Studio album by Caught on Tape
- Released: February 10, 2015
- Recorded: September 2, 2013
- Studio: Sonelab (Easthampton, Massachusetts)
- Genre: Free improvisation; noise; black metal;
- Length: 38:28
- Label: Northern Spy

Caught on Tape chronology
| Banjaxed Blues (2013) | Full Bleed (2015) | Parallelogram (2015) |

Singles from Full Bleed
- "Full Bleed" Released: January 2015;

= Full Bleed =

Full Bleed is the debut studio album by the American duo Caught on Tape, a collaborative project by guitarist Thurston Moore and drummer John Moloney. It released on February 10, 2015, by Northern Spy Records.

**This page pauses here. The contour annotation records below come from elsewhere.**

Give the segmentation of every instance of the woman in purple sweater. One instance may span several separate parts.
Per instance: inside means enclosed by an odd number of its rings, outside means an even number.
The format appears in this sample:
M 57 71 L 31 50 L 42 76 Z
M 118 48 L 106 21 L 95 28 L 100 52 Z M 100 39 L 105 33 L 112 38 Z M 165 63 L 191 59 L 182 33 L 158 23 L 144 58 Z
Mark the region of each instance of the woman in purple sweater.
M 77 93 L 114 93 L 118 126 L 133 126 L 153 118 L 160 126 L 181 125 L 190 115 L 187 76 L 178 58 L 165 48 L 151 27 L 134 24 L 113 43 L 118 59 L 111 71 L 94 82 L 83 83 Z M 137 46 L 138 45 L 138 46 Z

== Background and recording ==
Prior to Full Bleed, Moore and Moloney were both members of the band Chelsea Light Moving and had released a string of live albums together as the Caught on Tape duo, beginning with their self-titled in 2012 and ending with Banjaxed Blues in 2013. Eventually, they were approached by Northern Spy Records to create a studio album, and although they were initially hesitant to the idea, they ultimately agreed, recording at Sonelab in Easthampton, Massachusetts on September 12, 2013. According to the engineer Justin Pizzoferatto, the sessions would have taken place earlier, but they were postponed. The recording spanned four hours, with mixing taking a similar time to complete.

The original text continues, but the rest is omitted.